Second, becoming a mother endowed me with beautiful intelligence supportive to the practice. I find it easier to connect to myself through the endless love for my baby, as well as to stay in the present moment through the joy she evokes in me. I have never been more motivated to practice focused awareness in order to be able to hold the space for my baby (more on that one soon), as well as to overcome my conditioning and expand my being in order to be the best mother I can be.

As a result, my morning practice evolved in a way that it builds upon our mom-baby morning routine, cherishing our connection, nurturing my baby’s development and supporting me in the work. For this beautiful morning meditation you do not have to set up designated alone time – you just need to include it in your “regular” encounters with your baby. Here is how:

Choose the activity: This meditation is recommended to do during the morning play time. However, as each mom-baby have a unique schedule, you will know best which of the morning activities you want to turn into your morning meditation. I choose playtime because it is enjoyable and spontaneous.

Prepare the space: Make sure you the two of you are comfortable and uninterrupted for the next 20 minutes. Set your meditation bell at 20 minutes for optimal timing.

Set your intention: Now, for the next 20 minutes, the goal is to stay fully present and to cultivate awareness. Decide to give your full attention to your baby while interacting through play.

Ease into meditation: You can start by looking at your baby and acknowledging your presence in the space. Observe how beautiful and magical he or she is. Listen to the sounds he or she is making. Connect to your heart through the love that naturally emerges.

Connect with the breath: Start to observe your breath. Take a couple of deep, long breaths, feeling how your diaphragm expands and contracts with each. During the meditation, the breath will be our anchor in the present moment.

Expand the awareness: As you start to play with your baby, bring awareness to every activity you perform. Be in the now. In order to give our full attention to what we are doing, we just need to observe it. It is that simple.

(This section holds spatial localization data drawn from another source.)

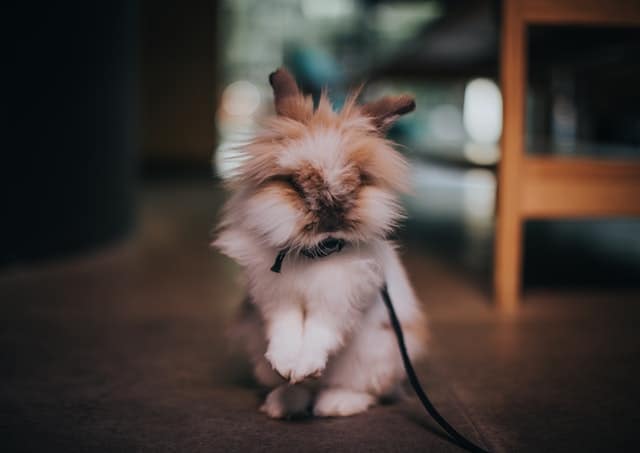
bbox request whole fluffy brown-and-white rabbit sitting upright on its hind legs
[214,68,426,418]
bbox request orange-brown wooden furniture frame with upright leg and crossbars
[494,0,640,311]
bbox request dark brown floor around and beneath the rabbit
[0,183,640,452]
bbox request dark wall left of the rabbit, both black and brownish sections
[0,0,218,266]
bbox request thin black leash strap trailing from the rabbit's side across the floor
[380,283,488,453]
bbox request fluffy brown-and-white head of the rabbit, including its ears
[224,68,415,249]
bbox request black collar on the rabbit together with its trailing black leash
[271,238,489,453]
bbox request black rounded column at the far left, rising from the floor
[5,0,138,265]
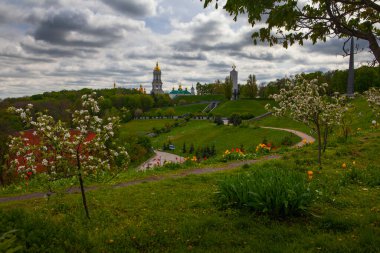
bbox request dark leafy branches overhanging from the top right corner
[201,0,380,63]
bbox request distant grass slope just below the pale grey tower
[212,99,273,116]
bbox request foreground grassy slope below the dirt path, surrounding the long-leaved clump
[0,129,380,252]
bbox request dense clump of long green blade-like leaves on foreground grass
[217,166,313,217]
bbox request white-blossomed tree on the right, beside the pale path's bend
[266,78,344,168]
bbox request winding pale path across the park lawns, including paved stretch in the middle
[0,127,315,203]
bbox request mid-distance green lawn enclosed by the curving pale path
[152,120,300,155]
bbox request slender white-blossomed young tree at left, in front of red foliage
[9,92,128,217]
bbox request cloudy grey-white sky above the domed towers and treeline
[0,0,371,98]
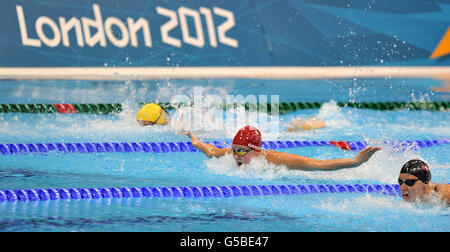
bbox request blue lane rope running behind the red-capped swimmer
[0,139,450,155]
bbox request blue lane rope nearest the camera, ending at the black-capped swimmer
[0,184,400,202]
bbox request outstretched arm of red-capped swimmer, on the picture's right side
[266,147,381,171]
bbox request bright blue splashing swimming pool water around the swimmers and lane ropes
[0,78,450,231]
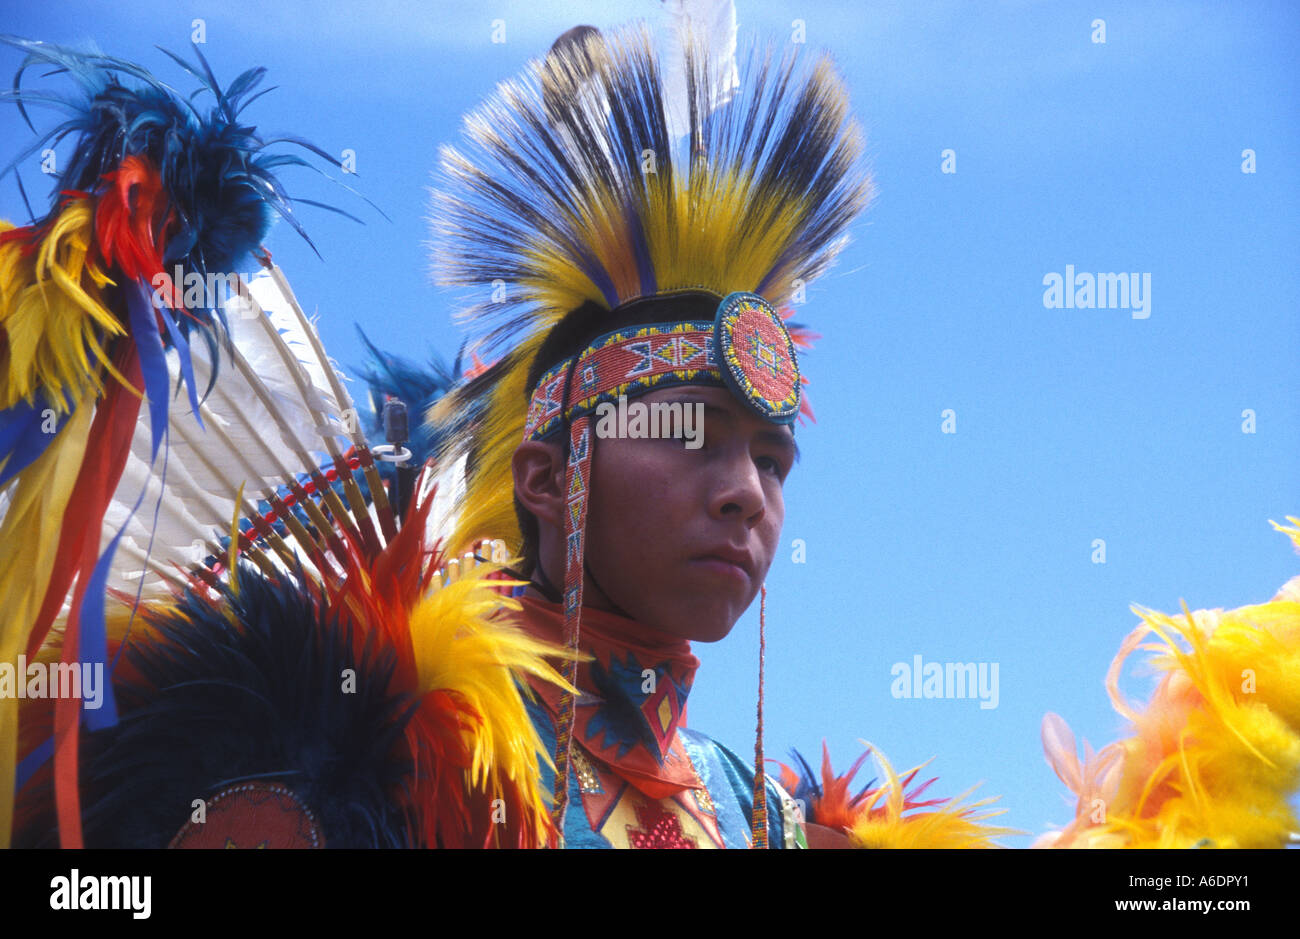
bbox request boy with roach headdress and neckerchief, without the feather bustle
[434,23,866,848]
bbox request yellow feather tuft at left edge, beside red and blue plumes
[0,199,126,414]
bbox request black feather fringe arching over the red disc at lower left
[19,567,416,848]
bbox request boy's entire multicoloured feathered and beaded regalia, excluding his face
[0,12,1300,848]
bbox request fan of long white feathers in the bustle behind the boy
[101,273,355,600]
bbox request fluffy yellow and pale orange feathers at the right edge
[1035,518,1300,848]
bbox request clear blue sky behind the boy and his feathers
[0,0,1300,845]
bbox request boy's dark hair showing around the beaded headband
[515,290,720,577]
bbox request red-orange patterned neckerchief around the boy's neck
[519,596,703,799]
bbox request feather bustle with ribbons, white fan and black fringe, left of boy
[0,32,562,847]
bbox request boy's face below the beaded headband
[577,385,796,642]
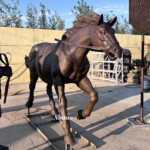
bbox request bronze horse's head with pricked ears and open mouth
[91,15,122,60]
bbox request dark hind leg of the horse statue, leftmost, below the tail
[26,71,38,108]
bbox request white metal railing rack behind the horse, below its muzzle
[92,53,123,84]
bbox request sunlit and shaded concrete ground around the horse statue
[0,80,150,150]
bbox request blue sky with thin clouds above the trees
[12,0,129,28]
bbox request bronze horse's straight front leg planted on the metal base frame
[54,77,74,145]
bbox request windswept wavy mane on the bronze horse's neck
[64,11,100,38]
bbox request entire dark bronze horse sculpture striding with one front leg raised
[26,11,122,144]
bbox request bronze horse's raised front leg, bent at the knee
[77,77,98,119]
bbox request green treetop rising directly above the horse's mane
[71,0,93,19]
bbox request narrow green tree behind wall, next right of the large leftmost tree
[26,4,38,28]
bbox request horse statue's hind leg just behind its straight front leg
[47,84,58,119]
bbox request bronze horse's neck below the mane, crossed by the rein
[68,27,91,62]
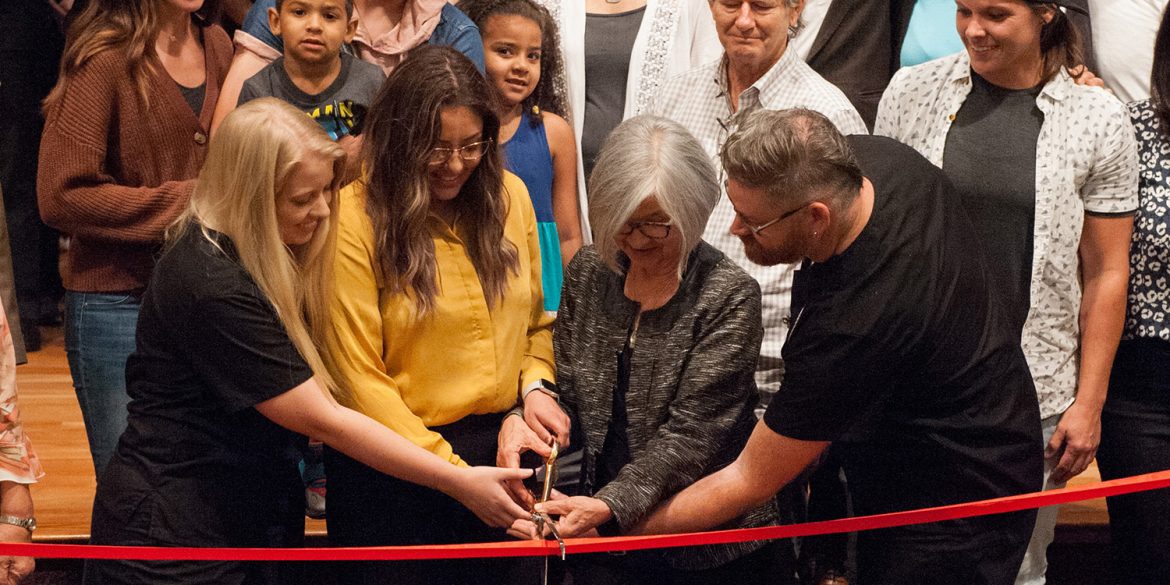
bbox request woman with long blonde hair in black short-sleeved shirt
[85,98,527,585]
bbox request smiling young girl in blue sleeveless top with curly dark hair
[460,0,581,311]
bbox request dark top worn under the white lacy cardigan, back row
[581,6,646,179]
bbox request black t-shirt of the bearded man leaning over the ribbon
[764,136,1041,515]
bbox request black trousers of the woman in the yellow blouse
[325,414,516,585]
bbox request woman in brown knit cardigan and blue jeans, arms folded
[37,0,232,475]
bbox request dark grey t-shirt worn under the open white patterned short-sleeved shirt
[943,71,1044,333]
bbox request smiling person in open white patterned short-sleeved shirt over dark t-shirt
[874,0,1137,584]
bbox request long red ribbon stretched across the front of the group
[11,470,1170,560]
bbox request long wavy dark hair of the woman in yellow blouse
[362,44,519,316]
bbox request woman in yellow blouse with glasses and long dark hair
[325,47,569,583]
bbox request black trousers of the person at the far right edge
[1097,338,1170,585]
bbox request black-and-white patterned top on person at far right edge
[1123,99,1170,342]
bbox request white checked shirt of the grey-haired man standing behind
[651,50,868,407]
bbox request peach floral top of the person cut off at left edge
[0,308,44,483]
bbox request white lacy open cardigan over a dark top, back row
[537,0,723,243]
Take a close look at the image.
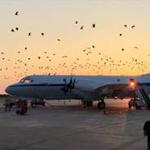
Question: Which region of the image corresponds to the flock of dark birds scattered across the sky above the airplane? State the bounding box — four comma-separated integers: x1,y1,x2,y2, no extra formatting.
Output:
0,11,147,80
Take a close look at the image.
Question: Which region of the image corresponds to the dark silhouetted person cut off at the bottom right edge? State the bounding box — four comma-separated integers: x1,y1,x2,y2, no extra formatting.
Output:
143,120,150,150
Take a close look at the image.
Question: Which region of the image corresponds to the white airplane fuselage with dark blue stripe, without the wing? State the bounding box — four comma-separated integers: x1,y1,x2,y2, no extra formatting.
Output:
6,75,150,99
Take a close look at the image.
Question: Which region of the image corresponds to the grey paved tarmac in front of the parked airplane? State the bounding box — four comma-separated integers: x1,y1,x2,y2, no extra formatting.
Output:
0,99,150,150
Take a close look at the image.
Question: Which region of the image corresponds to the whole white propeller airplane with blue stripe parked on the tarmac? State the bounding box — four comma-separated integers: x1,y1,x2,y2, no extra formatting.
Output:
5,74,150,109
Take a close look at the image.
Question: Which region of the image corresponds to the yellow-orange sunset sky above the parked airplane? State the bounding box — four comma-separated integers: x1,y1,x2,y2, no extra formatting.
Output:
0,0,150,94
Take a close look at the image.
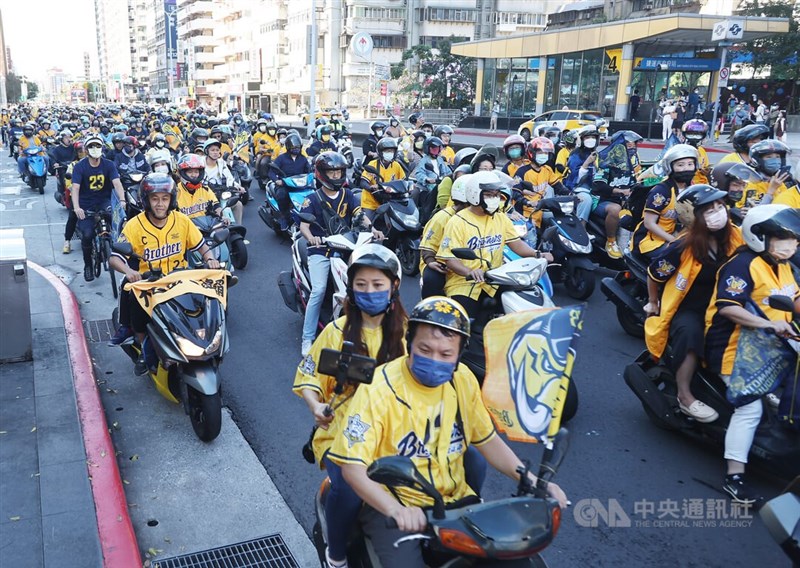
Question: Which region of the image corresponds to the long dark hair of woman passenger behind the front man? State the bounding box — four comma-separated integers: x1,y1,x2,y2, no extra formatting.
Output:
342,273,408,365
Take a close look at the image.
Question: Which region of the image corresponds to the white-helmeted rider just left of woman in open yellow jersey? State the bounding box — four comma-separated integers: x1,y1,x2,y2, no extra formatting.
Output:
633,144,699,259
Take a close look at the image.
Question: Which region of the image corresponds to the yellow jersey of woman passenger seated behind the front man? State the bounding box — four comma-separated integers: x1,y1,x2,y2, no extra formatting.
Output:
292,316,398,467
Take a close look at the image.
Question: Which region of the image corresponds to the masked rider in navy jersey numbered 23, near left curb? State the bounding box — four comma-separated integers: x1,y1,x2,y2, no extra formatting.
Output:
71,136,125,282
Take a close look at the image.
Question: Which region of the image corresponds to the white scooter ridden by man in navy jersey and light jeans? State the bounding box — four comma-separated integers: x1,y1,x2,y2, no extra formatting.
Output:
278,221,373,338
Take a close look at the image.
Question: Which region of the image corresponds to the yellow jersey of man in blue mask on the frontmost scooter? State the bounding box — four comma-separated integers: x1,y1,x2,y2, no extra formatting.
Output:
328,356,496,507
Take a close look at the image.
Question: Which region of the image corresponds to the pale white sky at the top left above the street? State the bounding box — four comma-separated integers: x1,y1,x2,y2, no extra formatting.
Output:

Keep the focus: Try to stay focused for as long as you can. If thoughts arise, just observe them come and go. If you catch your mind wandering away, gently bring the awareness back to breath first, and then expand it to whatever you are doing at the moment.

Wrap up: End by thanking your baby and your self for this moment. Remember the practice doesn’t stop here – you are invited to keep cultivating the awareness throughout your day. Just remember yourself. You can always use breath as your anchor to the present moment.

Tip – During the meditation, acknowledge the silent observer, the presence emanating deep within you, that which enables the space in which all things manifest. Whatever we do, the aim is to cultivate the connection to this part of ourselves, to our being. This is how we return home to our true selves.